With its previous captioning processes proving unsatisfactory, Kennesaw partnered with a vendor to develop a solution that provides speedy machine-generated captions and an embedded editor that allows faculty to do more of the captioning in a self-service mode. However, that level of faculty involvement came with another requirement: making the solution easier to use.

Jordan Cameron

Jordan Cameron

"My mantra was always if it is going to be more difficult than YouTube, we don't want it," said Jordan Cameron, assistant director for academic web accessibility. "We kept working on usability with the vendor, and they were very responsive."

Kennesaw, which has more than 1,100 online courses in 70 fully online programs, had previously been using a speech-to-text appliance for machine-generated captions that student assistants would clean up and return to faculty. The process involved no fewer than 12 steps on the part of faculty, many of them quite time-consuming. "We want to meet the needs of students and be in line with federal guidelines," Cameron said, "but we just could not handle the volume anymore with our old systems."

There were other problems with the legacy solution. First off, it required a huge amount of server space to maintain. Kennesaw couldn't do any cloud storage with it, and no other vendor could partner to work on the captioning. "Every bit had to be done here with our student assistants, who are limited to working 20 hours per week," she said. Even with five student assistants, it took a long time to return files to faculty members, who found the whole process cumbersome. "We were having a hard time getting people to implement something that is federal law," Cameron added.

The legacy solution also required a substantial lead time for captioning while courses were being created. "As faculty were developing a new online course for the next year, we would advise them to do it six months in advance because it was going to take us a long time to get the videos captioned," she said. "We hated to do that."

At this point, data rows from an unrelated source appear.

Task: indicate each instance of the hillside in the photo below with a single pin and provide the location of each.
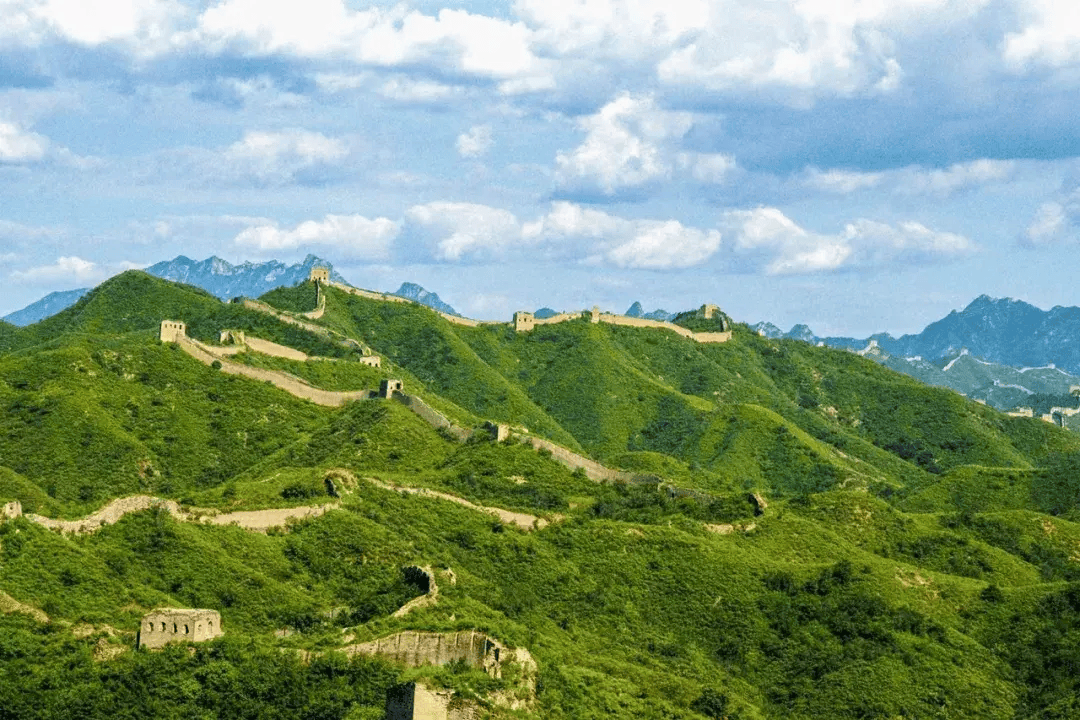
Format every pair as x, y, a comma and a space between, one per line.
807, 533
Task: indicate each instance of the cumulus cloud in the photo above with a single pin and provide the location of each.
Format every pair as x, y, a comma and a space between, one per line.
455, 231
475, 143
766, 239
68, 269
915, 180
626, 147
282, 157
353, 235
19, 146
1051, 36
1057, 220
707, 167
453, 40
567, 232
144, 25
606, 239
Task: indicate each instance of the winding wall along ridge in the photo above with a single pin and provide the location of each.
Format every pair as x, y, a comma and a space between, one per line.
259, 520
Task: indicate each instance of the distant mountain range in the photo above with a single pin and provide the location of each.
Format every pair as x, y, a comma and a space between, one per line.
414, 291
224, 280
637, 311
1000, 330
46, 307
1003, 352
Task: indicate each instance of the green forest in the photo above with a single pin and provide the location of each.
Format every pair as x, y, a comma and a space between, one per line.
824, 538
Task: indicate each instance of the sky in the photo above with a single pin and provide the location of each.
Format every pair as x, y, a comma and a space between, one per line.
856, 165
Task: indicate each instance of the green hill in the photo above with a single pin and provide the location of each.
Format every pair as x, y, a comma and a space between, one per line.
827, 538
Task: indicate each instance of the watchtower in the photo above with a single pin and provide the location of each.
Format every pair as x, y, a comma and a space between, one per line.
166, 625
172, 330
388, 388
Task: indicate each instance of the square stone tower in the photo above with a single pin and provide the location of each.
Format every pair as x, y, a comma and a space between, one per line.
388, 388
524, 322
166, 625
172, 330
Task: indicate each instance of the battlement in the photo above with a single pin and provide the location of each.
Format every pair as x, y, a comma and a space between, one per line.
172, 330
166, 625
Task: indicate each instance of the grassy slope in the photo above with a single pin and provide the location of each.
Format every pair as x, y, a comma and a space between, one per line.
839, 602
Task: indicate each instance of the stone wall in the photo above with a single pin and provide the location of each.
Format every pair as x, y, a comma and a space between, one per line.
432, 417
172, 330
417, 649
167, 625
415, 701
593, 470
274, 350
282, 380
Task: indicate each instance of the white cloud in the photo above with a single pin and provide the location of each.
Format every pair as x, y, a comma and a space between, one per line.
840, 181
68, 269
456, 231
606, 239
354, 235
707, 167
19, 146
956, 177
145, 25
1051, 36
475, 143
453, 40
914, 180
626, 146
615, 28
281, 155
768, 239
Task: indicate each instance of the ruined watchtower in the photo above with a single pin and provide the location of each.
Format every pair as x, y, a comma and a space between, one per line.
172, 330
524, 322
707, 311
388, 388
166, 625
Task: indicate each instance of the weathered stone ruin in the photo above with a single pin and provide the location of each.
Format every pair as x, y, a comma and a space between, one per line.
415, 701
173, 330
166, 625
388, 388
232, 338
757, 500
12, 510
416, 649
499, 431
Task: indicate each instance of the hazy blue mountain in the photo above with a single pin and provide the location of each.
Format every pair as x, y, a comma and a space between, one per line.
228, 281
414, 291
215, 275
46, 307
767, 330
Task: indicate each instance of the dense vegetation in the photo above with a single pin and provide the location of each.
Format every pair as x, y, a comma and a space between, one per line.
917, 557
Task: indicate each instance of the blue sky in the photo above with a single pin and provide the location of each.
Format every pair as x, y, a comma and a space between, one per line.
859, 165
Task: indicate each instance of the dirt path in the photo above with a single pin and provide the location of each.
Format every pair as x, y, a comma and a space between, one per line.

The university realized it needed a solution to meet the following needs:

  • Reduce the number of steps faculty must take to get videos captioned;
  • Allow faculty to request machine-generated captions that they can edit;
  • Allow faculty to request professionally captioned files, and;
  • Remain within the prescribed budget.
Veronica Trammell

Veronica Trammell

Cameron worked with a project team that included Veronica Trammell, executive director of learning technologies, training, & audiovisual outreach, as well as instructional designers who gave input on what the faculty members need and want. They also studied what others in higher education, such as the University of Minnesota system, had done to address the issue.

"We realized we wanted to make sure our system gave the faculty opportunities to work on their own captions if they wanted to," Cameron said. "Also, we couldn't afford to do every caption for our faculty, so we needed a system that would give us flexibility and more self-service functionality."

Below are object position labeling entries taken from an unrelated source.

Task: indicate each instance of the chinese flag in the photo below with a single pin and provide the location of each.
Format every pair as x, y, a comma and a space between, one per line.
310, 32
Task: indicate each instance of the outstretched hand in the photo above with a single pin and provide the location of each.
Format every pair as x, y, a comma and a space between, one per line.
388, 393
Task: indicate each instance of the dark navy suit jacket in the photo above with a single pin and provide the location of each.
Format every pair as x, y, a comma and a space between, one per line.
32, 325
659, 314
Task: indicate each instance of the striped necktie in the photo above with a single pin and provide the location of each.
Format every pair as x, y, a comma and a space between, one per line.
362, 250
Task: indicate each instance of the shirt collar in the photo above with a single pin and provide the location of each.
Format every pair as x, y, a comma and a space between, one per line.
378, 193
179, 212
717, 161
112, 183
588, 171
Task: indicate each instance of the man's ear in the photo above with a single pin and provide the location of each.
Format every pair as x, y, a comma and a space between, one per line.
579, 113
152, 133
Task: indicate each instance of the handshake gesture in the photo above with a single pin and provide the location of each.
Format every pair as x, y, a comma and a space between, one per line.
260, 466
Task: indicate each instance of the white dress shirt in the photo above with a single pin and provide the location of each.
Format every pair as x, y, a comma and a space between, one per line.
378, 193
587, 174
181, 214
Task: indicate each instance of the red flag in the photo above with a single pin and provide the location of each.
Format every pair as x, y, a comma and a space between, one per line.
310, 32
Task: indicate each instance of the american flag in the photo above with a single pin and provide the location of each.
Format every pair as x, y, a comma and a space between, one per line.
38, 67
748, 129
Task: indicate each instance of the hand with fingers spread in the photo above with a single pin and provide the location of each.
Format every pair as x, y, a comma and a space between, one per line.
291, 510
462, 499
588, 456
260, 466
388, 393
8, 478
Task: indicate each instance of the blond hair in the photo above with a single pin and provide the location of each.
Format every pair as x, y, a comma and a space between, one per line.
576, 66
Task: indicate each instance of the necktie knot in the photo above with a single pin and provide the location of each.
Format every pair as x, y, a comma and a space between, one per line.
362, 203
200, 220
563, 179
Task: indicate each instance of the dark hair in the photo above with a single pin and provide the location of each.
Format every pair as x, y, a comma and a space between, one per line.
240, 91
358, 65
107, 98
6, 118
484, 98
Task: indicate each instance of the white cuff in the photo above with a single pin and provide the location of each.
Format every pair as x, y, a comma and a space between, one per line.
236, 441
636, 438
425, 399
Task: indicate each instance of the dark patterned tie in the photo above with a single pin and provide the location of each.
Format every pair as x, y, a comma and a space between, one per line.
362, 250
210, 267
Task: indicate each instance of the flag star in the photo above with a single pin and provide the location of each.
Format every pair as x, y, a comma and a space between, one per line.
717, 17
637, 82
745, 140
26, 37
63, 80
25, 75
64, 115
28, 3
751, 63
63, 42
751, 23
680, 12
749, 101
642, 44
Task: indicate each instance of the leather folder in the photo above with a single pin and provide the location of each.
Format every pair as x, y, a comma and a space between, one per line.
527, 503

Because Kennesaw uses Kaltura Media Space for campus video storage, it chose to work with a company called Ceilo24, whose solution was compatible with Media Space. "We went with the company with the lowest price that was willing to build the features we wanted," Cameron said, adding that Ceilo24's solution required some changes before it would meet Kennesaw's needs. "We were honest with them and said it was not going to work for us [as is]. There were several problems with it. It was difficult to use." But she gives the company credit for being willing to make necessary changes. "I think they appreciated that it was making their product better."

One of the benefits of the solution they co-developed is that faculty do not have to download and upload files. They can create, edit and share videos directly in the captioning environment. They also can create and edit caption files as well.

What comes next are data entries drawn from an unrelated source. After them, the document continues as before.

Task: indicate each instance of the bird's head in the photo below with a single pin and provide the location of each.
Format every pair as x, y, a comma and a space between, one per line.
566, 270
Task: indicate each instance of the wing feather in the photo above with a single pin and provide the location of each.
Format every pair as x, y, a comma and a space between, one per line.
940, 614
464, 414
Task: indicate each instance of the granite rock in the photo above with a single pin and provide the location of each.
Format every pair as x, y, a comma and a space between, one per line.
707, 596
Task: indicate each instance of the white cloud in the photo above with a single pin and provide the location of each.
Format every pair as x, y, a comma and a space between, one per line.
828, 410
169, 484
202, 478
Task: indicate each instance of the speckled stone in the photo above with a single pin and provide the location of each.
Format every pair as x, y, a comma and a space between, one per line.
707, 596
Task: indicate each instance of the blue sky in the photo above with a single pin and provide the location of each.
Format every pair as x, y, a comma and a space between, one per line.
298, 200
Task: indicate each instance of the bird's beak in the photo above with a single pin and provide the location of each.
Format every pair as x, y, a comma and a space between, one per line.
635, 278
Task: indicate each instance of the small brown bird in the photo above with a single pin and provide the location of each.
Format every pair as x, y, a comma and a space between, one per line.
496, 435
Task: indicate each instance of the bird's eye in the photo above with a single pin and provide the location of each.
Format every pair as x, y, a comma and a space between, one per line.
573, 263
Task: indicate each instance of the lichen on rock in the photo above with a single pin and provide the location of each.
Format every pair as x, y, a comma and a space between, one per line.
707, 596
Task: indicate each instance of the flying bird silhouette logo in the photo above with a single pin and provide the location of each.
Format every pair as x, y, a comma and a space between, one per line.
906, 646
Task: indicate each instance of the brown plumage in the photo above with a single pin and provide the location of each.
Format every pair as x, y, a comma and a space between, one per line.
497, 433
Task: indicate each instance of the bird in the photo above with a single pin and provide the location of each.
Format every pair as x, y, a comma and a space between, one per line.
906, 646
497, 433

Kennesaw also requested that Ceilo24 change its captioning to adhere to the DCMP (Described and Captioned Media Program) specification, a project of the U.S. Department of Education and the National Association of the Deaf. "We gave them a copy of the guidelines and said we need what you are doing to conform to these standards," Cameron recalled. "They edited their settings to align with that."

The new solution went live in 2017, and now more than 30 campuses in the University System of Georgia have the offering available to them. "When they saw how well it worked, the university system said we can give the rest of the universities in the system the opportunity to buy this as well," Cameron said.  

Cameron noted that faculty members have increased their requests for professional captioning as well as do-it-yourself captioning since the new system was deployed. "Our Kaltura usage has gone up so much that we are paying a lot more," she said, "but it is worth it to know our videos are being captioned and more than that, the faculty is actively thinking about ways to meet the needs of diverse learners. That is the biggest benefit from this — that they are engaged in these conversations and making sure their instruction is encompassing all students. Those conversations were not happening on the same scale before this project."